Get in touch with our experts and know more.

How long does a will last in India?

A will last indefinitely unless it's revoked or superseded by a newer one. However, specific provisions within the will might have expiry dates or conditions attached.

Can a Hindu make a will?

Absolutely! Individuals of all religions in India, including Hindus, have the right to make a will and distribute their assets as they wish.

How do I make a valid will in India?

To make a valid will, you must:
Be of sound mind and at least 18 years old.
Write the will clearly or have it typed.
Sign the will in front of two witnesses, who also sign the document.
Date the will.

What can make a will invalid in India?

There are several reasons a will might be invalid, including:
Lack of testamentary capacity (mental unsoundness).
Undue influence or coercion.
Improper formalities (missing signatures or witnesses).
Ambiguous or unclear language.

Can I change my will in India?

Yes, you can change your will at any time during your lifetime. You can do this by:
Making a new will that revokes the old one.
Adding a codicil (an amendment) to the existing will.

What is the role of witnesses in making a will?

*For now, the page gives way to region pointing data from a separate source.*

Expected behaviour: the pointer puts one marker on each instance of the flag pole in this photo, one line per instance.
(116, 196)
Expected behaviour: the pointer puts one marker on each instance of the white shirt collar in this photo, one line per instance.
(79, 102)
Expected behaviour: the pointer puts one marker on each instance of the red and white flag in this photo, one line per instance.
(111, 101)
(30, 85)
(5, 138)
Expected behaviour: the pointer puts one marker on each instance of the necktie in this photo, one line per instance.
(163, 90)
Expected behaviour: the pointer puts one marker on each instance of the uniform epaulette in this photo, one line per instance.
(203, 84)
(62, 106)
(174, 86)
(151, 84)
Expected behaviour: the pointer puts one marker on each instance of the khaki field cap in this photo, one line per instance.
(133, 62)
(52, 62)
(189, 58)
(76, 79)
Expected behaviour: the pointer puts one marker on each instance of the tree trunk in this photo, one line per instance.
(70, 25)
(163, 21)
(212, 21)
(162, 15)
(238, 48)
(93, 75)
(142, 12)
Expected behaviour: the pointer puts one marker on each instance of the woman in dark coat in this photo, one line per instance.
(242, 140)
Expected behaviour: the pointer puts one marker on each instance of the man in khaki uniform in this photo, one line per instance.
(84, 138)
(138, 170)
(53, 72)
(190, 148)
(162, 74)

Witnesses help ensure the will's validity and must:
Be present when you sign the will.
Be of sound mind and at least 18 years old.
Understand the purpose of signing as witnesses.
Sign the will after you do.

Do I need to register my will in India?

Registering your will is not mandatory but highly recommended. It provides protection against forgery and tampering, simplifies the probate process, and serves as proof of the will's existence.